Jean-Marie Simon, architecte, Directeur du CAUE 54
Avec l'installation de bases américaines de l'OTAN dès 1950, il s'agit de loger les familles des militaires. Ils y resteront jusqu'à 1967.
Or, après la Seconde Guerre mondiale, une sévère crise du logement sévit en France. L'état souhaite que ces militaires ne logent pas sur les bases elles-mêmes et les nécessités d'une éventualité que les soldats américains doivent rejoindre leur base rapidement conditionnent qu'ils logent à une distance déterminée.
C'est ainsi que les villages américains vont être créés. Leur construction et leur financement par des sociétés sont intégralement français.
Certaines municipalités y voient une opportunité pour leur cité alors que d'autres sont plus récalcitrantes. À Toul, le maire Pierre Schmidt est favorable à leur implantation et s'active pour trouver rapidement un terrain. Ces villages sont édifiés légèrement à l'écart des villes qui les accueillent. À Toul, il s'agit de Régina village et de la cité Saint-Michel de part et d'autre de la route de Verdun.

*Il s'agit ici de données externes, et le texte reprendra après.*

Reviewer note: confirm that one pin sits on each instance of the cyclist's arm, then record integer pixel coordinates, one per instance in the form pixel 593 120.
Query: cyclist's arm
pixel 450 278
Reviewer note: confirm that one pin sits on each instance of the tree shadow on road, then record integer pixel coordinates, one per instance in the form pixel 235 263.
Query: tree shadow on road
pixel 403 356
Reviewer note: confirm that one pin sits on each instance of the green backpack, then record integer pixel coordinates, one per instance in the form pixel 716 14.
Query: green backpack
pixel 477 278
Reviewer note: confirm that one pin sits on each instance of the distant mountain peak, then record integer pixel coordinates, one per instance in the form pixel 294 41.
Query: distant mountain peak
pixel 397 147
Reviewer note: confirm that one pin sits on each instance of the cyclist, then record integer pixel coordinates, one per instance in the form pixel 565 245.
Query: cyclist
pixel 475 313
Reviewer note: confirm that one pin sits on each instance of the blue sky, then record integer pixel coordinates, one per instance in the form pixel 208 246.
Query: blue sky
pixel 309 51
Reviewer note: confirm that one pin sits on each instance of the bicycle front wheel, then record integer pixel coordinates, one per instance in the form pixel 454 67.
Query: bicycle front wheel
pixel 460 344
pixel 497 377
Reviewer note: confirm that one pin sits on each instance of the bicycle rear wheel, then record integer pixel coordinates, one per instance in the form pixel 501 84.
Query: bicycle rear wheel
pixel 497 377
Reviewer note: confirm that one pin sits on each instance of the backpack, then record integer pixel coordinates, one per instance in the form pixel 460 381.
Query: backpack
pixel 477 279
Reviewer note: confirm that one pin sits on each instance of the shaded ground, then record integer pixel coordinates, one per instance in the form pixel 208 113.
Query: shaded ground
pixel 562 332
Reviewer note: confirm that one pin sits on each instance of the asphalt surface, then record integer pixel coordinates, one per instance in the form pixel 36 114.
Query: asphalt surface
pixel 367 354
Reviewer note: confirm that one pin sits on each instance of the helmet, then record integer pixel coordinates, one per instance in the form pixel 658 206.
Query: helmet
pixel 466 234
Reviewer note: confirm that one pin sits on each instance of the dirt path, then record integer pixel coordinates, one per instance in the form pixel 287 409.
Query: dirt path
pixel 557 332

La ville-haute n'existe pas encore. Les militaires sont stationnés sur la base de Rosières.
Jean-Marie Simon ne s'est pas cantonné à décrire les deux villages de Toul, mais également ceux de la région, que ce soit, entre autres, Toulaire à Liverdun, Bois-le-Duc à Vandoeuvre, les Clairs Chênes à Étain, Pershing et Lafayette à Chaumont, sans oublier la cité canadienne de Longuyon, pour n'en citer que quelques-uns.
Ces villages sont de taille variable, les plus petits ne comportant qu'une trentaine de maisons.
Les pavillons, indépendants ou mitoyens, sont de bonne qualité, équipés du confort américain, de plain-pied, sans sous-sol ni grenier. Il n'y a pas de garage non plus : la rue large y accueillant le stationnement des véhicules.
Perspective axonométrique d'un pavillon
(Source : archives du musée de Toul)
(Source : archives du musée de Toul)
Depuis, les parcelles ont été définies pour chaque résidence. Les villages ont conservé leur authenticité. Quelques aménagements paysagers portent sur les clôtures, des plantations et aménagements des jardinets remplaçant les espaces ouverts engazonnés des Américains. Garages et vérandas ont été ajoutés.
Les abords se sont urbanisés.
Localisation des deux villages américains de Toul,
de part et d'autre de l'avenue J.F. Kennedy
(Source IGN/Géoportail)
Régina-village et la cité Saint-Michel via Google street-view
de part et d'autre de l'avenue J.F. Kennedy
(Source IGN/Géoportail)
Régina-village et la cité Saint-Michel via Google street-view
NB : malgré leur bref passage d'une quinzaine d'années sur le territoire du N.E. de la France, la présence des "Ricains" reste ancrée dans la mémoire des anciens. C'est l'époque des cigarettes américaines, du chewing-gum et du formica ; des grosses voitures rutilantes, des bars américains et de la M.P. à côté des gendarmes français. C'est aussi l'époque où fleurissait sur les murs le slogan "US GO HOME" des sympathisants communistes et des pacifistes.
Les Américains avaient leurs propres écoles et des échanges avec les établissements scolaires français soulignaient les grandes différences d'éducation, ne serait-ce que par la mixité, encore très rare dans les lycées français.
Des mariages mixtes ont eu lieu et, après 1967, des femmes françaises ont suivi leur époux en Allemagne et aux États-Unis.